Even as U.S. medical schools expand and new ones are added to meet a looming shortage of physicians, the lack of new funding for residency training means hundreds each year will be kept from becoming doctors, according to the head of the group that represents the medical schools.
Dr. Darrell G. Kirch, president and CEO of the Association of American Medical Colleges, will be the keynote speaker at the Hooding Ceremony today for Medical College of Georgia at Georgia Regents University. Kirch is a former dean of MCG.
To meet a shortage of doctors, which is projected to reach 91,500 by 2020, the AAMC called on medical schools to expand enrollment by 30 percent. Many, like MCG, did and other universities added 15 new medical schools to push the number to 141 in the U.S., Kirch said. Enrollment will reach that 30 percent increase “within a year or two,” he said.
The problem is the number of residencies – paid for primarily by Medicare – has been capped since 1997, Kirch said. This year, that meant more than 400 U.S. students who will graduate medical school do not have a residency to go to where they can complete their training and become a doctor, Kirch said.
“That’s a tragedy,” he said.
Many will come back and try again next year and some will go on and complete another advanced degree “but they went to medical school to become a doctor,” Kirch said. There are currently three bills in Congress to increase the number of slots, but they are not going anywhere right now, Kirch said.
“The refusal of Congress to bring them to the floor and bring them to a vote is hurting,” he said. “There are lots of signs of the growing doctor shortage. General surgery, especially in rural areas like large parts of Georgia, has deep shortages.”
While saying he did not mean it as a political statement, as a physician Kirch said he would favor Medicaid expansion for states, which Georgia is refusing to do.
“The research shows if you have health insurance, you live longer, you have a better quality of life, and you cost the nation less,” he said. “So I don’t think any states should decline Medicaid. Not on political grounds. I think that as a physician because it will improve the health status of your state’s population.”
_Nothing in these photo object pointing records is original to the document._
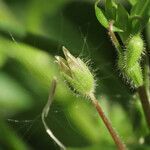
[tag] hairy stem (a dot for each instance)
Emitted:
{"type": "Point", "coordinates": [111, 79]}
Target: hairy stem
{"type": "Point", "coordinates": [120, 145]}
{"type": "Point", "coordinates": [114, 38]}
{"type": "Point", "coordinates": [45, 114]}
{"type": "Point", "coordinates": [145, 103]}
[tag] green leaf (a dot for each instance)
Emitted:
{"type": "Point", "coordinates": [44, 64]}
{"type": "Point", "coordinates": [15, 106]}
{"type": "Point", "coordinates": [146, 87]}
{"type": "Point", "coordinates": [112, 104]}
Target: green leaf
{"type": "Point", "coordinates": [102, 18]}
{"type": "Point", "coordinates": [140, 14]}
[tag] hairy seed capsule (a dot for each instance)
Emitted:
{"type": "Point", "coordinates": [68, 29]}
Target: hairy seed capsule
{"type": "Point", "coordinates": [134, 74]}
{"type": "Point", "coordinates": [76, 73]}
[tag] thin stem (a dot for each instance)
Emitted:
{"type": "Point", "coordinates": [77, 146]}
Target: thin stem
{"type": "Point", "coordinates": [45, 114]}
{"type": "Point", "coordinates": [114, 38]}
{"type": "Point", "coordinates": [115, 136]}
{"type": "Point", "coordinates": [145, 103]}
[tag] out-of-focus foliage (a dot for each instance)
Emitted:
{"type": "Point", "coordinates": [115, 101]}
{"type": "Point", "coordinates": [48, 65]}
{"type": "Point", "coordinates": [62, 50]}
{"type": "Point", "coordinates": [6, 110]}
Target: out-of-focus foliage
{"type": "Point", "coordinates": [31, 33]}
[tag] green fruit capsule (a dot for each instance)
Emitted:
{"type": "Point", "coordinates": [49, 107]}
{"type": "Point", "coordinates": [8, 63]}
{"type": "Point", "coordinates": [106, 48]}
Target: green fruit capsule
{"type": "Point", "coordinates": [76, 73]}
{"type": "Point", "coordinates": [134, 50]}
{"type": "Point", "coordinates": [134, 74]}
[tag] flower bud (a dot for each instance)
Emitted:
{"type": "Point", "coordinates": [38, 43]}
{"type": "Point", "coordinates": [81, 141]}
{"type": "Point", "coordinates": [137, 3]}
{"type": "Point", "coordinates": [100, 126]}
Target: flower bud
{"type": "Point", "coordinates": [76, 73]}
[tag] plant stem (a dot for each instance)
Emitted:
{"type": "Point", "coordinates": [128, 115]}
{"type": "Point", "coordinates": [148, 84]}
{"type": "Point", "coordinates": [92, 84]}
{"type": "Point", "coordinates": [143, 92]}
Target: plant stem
{"type": "Point", "coordinates": [45, 114]}
{"type": "Point", "coordinates": [145, 103]}
{"type": "Point", "coordinates": [115, 136]}
{"type": "Point", "coordinates": [114, 38]}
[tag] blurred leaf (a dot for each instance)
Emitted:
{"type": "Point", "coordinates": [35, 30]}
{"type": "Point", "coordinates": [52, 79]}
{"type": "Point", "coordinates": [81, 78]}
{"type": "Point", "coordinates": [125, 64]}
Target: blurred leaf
{"type": "Point", "coordinates": [3, 59]}
{"type": "Point", "coordinates": [9, 23]}
{"type": "Point", "coordinates": [102, 18]}
{"type": "Point", "coordinates": [36, 15]}
{"type": "Point", "coordinates": [110, 9]}
{"type": "Point", "coordinates": [133, 2]}
{"type": "Point", "coordinates": [10, 139]}
{"type": "Point", "coordinates": [13, 97]}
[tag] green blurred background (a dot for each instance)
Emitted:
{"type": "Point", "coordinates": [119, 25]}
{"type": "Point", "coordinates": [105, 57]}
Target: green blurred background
{"type": "Point", "coordinates": [32, 32]}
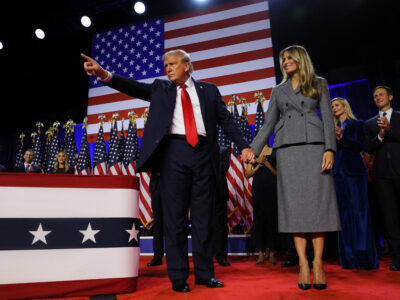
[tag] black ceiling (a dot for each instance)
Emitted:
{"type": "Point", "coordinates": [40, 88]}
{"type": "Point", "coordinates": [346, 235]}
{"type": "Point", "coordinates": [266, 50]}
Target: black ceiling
{"type": "Point", "coordinates": [43, 79]}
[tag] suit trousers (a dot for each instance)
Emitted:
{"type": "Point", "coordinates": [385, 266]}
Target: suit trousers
{"type": "Point", "coordinates": [187, 182]}
{"type": "Point", "coordinates": [388, 194]}
{"type": "Point", "coordinates": [158, 233]}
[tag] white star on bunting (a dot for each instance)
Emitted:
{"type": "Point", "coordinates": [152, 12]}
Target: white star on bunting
{"type": "Point", "coordinates": [132, 233]}
{"type": "Point", "coordinates": [89, 234]}
{"type": "Point", "coordinates": [39, 234]}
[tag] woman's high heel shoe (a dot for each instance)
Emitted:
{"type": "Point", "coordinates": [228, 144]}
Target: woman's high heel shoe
{"type": "Point", "coordinates": [319, 286]}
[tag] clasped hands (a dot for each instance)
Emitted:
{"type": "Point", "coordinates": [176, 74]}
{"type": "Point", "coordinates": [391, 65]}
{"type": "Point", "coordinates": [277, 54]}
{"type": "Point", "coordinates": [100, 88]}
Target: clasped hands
{"type": "Point", "coordinates": [248, 156]}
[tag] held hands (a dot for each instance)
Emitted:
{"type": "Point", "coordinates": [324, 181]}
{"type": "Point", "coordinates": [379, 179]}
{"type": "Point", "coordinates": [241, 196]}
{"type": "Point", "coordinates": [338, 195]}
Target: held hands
{"type": "Point", "coordinates": [383, 123]}
{"type": "Point", "coordinates": [327, 161]}
{"type": "Point", "coordinates": [248, 156]}
{"type": "Point", "coordinates": [92, 68]}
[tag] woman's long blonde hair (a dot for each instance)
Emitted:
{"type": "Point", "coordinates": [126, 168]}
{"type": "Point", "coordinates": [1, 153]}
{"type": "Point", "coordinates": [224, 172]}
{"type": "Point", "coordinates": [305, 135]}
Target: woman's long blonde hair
{"type": "Point", "coordinates": [66, 165]}
{"type": "Point", "coordinates": [347, 109]}
{"type": "Point", "coordinates": [310, 86]}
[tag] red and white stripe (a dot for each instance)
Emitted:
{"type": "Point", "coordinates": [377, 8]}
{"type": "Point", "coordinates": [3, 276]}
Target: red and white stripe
{"type": "Point", "coordinates": [145, 210]}
{"type": "Point", "coordinates": [230, 46]}
{"type": "Point", "coordinates": [100, 169]}
{"type": "Point", "coordinates": [130, 170]}
{"type": "Point", "coordinates": [235, 183]}
{"type": "Point", "coordinates": [115, 169]}
{"type": "Point", "coordinates": [248, 198]}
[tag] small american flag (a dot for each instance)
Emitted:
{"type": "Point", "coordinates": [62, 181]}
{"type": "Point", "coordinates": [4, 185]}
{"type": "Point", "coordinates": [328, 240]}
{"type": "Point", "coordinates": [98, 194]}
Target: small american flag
{"type": "Point", "coordinates": [19, 159]}
{"type": "Point", "coordinates": [84, 165]}
{"type": "Point", "coordinates": [53, 148]}
{"type": "Point", "coordinates": [260, 113]}
{"type": "Point", "coordinates": [113, 152]}
{"type": "Point", "coordinates": [37, 146]}
{"type": "Point", "coordinates": [122, 144]}
{"type": "Point", "coordinates": [100, 155]}
{"type": "Point", "coordinates": [131, 150]}
{"type": "Point", "coordinates": [247, 182]}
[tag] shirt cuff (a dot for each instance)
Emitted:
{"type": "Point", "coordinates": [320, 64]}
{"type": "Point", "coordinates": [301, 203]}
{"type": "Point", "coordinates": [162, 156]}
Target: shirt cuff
{"type": "Point", "coordinates": [107, 79]}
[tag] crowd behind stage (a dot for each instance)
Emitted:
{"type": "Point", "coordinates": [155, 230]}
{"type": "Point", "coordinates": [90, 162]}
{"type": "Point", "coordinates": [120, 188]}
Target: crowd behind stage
{"type": "Point", "coordinates": [366, 177]}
One good side effect of medical school expansion is it fosters innovation, like the team-based approach to teaching multiple health disciplines how to work together.
The new J. Harold Harrison MD Education Commons Building, which Kirch toured Wednesday, will include a new interdisciplinary simulator where medical students, nursing students and others can run cases together.
The AAMC got together with other health care academic organizations to establish common core competencies for interprofessional practice and education.
“We knew that people had to work well together, in an operating room, in a cardiac catheterization unit,” Kirch said. “We knew you needed teams but we literally trained people in isolation and plopped them together and said, ‘Be a team.’ ... Medicine is a team sport, it is not an individual sport. The thing that is exciting are the places like MCG that have been able, because they were doing construction, to do campus design to foster that interprofessionalism.”